Doch Kurti mischt sich nicht nur in Nordmazedonien ein, sondern macht dem albanischen Premier Edi Rama, der sich schon seit vielen Jahren als Albaner-Führer in der Region inszeniert, nun ernsthaft Konkurrenz. Nach wie vor tritt Kurti auch für einen Zusammenschluss von Kosovo und Albanien ein, was nicht nur laut der kosovarischen Verfassung, sondern auch durch den Ahtisaari-Plan, die Grundlage der Verfassung, die den Kosovo-Serben Sonderrechte gewährt, untersagt ist. Die Idee ist abgesehen von ihrem völkisch-nationalistischen Grundgedanken aber auch brandgefährlich. Denn ein Eintreten für neue Grenzziehungen – noch dazu nach ethnischen Kriterien – auf dem Balkan stärkt unweigerlich andere völkische Nationalisten, etwa in Bosnien-Herzegowina, die schon seit Jahrzehnten den Staat zerstören wollen.

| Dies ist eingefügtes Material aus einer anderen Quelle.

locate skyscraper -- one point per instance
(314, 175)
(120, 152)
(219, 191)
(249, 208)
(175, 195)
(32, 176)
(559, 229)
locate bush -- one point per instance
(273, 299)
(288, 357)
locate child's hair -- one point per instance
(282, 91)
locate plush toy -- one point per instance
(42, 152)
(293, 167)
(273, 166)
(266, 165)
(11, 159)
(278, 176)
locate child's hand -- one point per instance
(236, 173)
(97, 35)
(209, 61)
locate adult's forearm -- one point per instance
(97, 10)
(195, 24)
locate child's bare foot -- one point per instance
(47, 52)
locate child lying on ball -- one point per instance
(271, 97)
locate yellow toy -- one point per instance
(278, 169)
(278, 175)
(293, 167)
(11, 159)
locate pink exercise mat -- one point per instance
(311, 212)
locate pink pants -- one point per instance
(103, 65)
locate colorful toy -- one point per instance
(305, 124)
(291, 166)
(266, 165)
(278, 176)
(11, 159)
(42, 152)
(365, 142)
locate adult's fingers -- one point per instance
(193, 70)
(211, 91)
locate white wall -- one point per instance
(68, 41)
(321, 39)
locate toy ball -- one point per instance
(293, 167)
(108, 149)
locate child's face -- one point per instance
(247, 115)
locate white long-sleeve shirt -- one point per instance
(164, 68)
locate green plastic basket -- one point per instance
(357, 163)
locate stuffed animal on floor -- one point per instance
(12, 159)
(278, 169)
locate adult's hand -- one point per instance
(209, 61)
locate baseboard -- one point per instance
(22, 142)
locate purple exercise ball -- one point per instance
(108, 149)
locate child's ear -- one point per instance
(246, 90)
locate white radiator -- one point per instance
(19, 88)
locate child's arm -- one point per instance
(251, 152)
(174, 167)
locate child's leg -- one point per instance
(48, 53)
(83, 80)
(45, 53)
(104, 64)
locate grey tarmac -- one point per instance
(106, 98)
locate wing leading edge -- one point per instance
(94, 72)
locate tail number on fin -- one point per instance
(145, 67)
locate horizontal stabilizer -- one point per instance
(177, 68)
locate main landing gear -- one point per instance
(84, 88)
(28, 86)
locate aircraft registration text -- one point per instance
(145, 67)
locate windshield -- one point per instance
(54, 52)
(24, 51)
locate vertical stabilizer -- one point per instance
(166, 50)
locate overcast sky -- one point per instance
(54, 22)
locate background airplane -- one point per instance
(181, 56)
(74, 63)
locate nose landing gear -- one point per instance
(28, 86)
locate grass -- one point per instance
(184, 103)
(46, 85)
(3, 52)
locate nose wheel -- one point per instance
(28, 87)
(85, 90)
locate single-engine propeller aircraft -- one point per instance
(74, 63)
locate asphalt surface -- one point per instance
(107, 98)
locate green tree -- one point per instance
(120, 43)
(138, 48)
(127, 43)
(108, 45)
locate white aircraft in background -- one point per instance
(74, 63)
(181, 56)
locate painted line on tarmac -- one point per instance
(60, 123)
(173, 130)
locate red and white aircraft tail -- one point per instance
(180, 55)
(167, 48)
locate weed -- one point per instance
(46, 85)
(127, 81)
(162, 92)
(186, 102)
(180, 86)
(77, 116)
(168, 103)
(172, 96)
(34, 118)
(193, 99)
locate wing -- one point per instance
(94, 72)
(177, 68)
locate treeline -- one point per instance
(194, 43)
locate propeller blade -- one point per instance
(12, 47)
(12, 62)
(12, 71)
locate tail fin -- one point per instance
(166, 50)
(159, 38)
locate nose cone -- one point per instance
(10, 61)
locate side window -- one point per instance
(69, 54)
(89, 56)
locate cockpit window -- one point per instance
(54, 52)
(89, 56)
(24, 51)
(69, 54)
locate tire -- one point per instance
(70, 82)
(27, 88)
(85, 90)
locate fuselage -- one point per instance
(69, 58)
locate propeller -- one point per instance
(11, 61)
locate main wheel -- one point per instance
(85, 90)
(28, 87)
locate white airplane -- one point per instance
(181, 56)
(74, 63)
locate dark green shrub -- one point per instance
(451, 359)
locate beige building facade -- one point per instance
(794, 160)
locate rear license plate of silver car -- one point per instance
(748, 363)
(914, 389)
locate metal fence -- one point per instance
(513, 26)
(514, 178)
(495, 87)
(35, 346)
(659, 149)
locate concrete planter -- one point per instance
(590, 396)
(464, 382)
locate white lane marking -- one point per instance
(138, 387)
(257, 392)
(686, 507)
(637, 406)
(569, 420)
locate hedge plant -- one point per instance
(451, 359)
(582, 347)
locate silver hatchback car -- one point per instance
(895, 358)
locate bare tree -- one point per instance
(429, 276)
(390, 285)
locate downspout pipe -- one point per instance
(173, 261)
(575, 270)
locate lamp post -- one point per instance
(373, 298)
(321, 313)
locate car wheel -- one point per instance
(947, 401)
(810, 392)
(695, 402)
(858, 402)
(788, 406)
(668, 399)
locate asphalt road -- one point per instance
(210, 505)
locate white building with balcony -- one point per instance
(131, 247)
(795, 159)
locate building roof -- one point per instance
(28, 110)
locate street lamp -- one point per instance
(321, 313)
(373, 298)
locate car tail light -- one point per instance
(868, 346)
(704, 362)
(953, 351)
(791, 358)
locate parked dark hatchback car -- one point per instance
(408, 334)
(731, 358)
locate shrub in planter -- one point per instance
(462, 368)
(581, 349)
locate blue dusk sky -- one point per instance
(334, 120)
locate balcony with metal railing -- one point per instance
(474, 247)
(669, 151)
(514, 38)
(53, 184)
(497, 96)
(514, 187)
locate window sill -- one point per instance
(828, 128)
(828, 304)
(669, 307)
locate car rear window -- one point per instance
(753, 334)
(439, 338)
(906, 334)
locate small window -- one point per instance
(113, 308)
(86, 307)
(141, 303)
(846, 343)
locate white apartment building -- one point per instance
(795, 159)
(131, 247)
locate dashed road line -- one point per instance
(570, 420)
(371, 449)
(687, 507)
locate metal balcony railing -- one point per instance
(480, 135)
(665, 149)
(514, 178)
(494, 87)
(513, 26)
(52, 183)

Darstellung als Albaner-Führer

Rama und Kurti sind sehr unterschiedliche Politiker. Der mitunter autoritär auftretende, polternde Macho Rama ist ein Machtmensch, Kurti ist hingegen ein Linker, der gerne theoretisiert und nichts gegen starke Frauen hat. Doch beide setzen auf die nationalistisch-albanische Karte. Kurtis VV hat im Nachbarland Büros eröffnet und unterstützt Parlamentarier, die gegen die regierenden Sozialisten von Rama bei den Wahlen in Albanien am 25. April antreten. Kurti selbst kündigte an, auch in Albanien seine Stimme abzugeben, weil er auch einen albanischen Pass besitzt. (Adelheid Wölfl, 29.3.2021)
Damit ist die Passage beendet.